Government measures to raise China's hog population to head off sharp pork price rises may produce only limited results in the second half of the year, trimming the extent to which Beijing hopes to restrain prices after reaching record levels in mid-June, analysts said Thursday.
With sharply higher pork prices stoking Chinese inflation, Beijing said Wednesday it would resume a CNY2.5 billion investment program to support large-scale pig farms. Rising Chinese pork prices are also contributing to higher U.S. pork futures prices, as exporters anticipate increased demand from across the Pacific.
China's pork prices have been rising since March 2010, reaching a record CNY23.61 a kilogram in mid-June, 57% higher than a year earlier.
Premier Wen Jiabao singled out pork, a staple among Chinese households, as a leading cause of accelerating inflation, after the country recorded a 6.4% rise in the consumer price index in June.
"We expect pork prices to rise a bit further in July, and pork inflation at about 60% year-on-year, and start to decline in August on the coming rise of pork supply," Bank of America Merrill Lynch economist Ting Lu said.
In addition to the CNY2.5 billion infrastructure investment budget, the government said Wednesday that it will provide a subsidy of CNY100 per sow to encourage farmers to support pig production.
U.S. lean-hog futures rose 1.7% to 99.6 cents a pound at the Chicago Mercantile Exchange Wednesday on the back of a sharp rally in corn prices and a recent rise in pork prices.
News of China's government measures underpinned prices, even as a U.S. Department of Agriculture report Wednesday also showed U.S. pork exports continuing to boom this year.
Beijing's subsidy to farmers for raising sows would effectively expand a previous subsidy that was limited to just "quality breeding sows," said Chenjun Pan, an agriculture analyst with Rabobank.
China has also made commitments to subsidize pig immunization and other public-health measures to more closely supervise the potential safety hazards of rapidly ramping up China's hog population.
In any case, the measures are likely to take at least four to six months before it's clear if the policies are effective.
"Farmers only really began replenishing pig stocks in June, and these [new hog stocks] can only be brought to slaughter in four to six months," Pan said.
China's hog population is expected to rise about 2% from 453 million head last year even with these enhanced measures, Rabobank said. "It's not that easy to increase the hog population and it won't have immediate results," Pan said.

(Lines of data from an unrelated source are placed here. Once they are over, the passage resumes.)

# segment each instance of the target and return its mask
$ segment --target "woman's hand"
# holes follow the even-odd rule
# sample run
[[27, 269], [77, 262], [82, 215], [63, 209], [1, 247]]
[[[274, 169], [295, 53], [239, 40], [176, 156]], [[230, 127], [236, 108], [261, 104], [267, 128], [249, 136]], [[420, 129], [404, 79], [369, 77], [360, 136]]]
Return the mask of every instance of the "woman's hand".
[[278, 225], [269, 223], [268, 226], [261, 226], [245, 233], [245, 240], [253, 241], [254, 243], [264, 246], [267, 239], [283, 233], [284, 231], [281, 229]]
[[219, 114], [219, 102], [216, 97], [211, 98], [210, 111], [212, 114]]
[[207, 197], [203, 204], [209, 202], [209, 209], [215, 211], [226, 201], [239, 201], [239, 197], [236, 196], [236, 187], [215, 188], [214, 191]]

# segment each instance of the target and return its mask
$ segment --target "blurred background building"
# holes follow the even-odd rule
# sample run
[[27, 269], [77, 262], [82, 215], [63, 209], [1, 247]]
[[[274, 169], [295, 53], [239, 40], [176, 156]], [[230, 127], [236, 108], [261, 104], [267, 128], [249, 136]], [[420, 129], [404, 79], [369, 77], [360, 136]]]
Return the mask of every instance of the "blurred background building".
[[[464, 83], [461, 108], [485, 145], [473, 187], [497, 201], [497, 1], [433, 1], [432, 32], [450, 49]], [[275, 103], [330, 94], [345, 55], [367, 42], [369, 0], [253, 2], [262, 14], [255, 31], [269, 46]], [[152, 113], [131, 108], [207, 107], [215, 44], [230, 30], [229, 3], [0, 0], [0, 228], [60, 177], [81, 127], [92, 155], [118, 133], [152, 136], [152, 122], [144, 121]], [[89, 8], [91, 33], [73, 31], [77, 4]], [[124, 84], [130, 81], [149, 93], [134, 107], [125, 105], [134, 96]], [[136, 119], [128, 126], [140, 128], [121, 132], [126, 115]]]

The investment program for hog-farm infrastructure was suspended in 2008, once prices eased after the last spike, but bouts of foot-and-mouth disease from March 2010 and swine flu in mid-2009 culled the hog population, restoring upward pressure to pork prices.
"We expect prices will fall slightly [in the months ahead] but not that much, though the chances of a continued price increase will also be smaller," Pan said.
The pressure on pork prices has also fed into import demand for corn, though analysts said it's less clear if it will immediately result in higher demand for foreign pork.
"I don't think pork imports are going to rise much, as global prices are still quite high and have risen sharply," Zheshang Futures analyst Xu Wenjie said.
Still, data from the U.S. Meat Export Federation indicate 2011 U.S. pork exports to Hong Kong and China could grow 14% on year.
The increased demand is more apparent in the corn sector. China has bought 3.7 million metric tons of corn from the U.S. so far this year, with sales for the full year likely to reach 5 million tons, an executive with a major state-owned grain trading company told Dow Jones Newswires earlier this week.
Such a volume would dwarf last year's 1.6 million tons of corn imports and mark the second consecutive year China has been a net corn importer after 15 years of net exports.
China's total corn imports for the year will likely use up 70%-80% of the government's annual tariff-rate quota of 7.4 million tons, Shanghai JC Intelligence Co. analyst Xiao Jun said this week.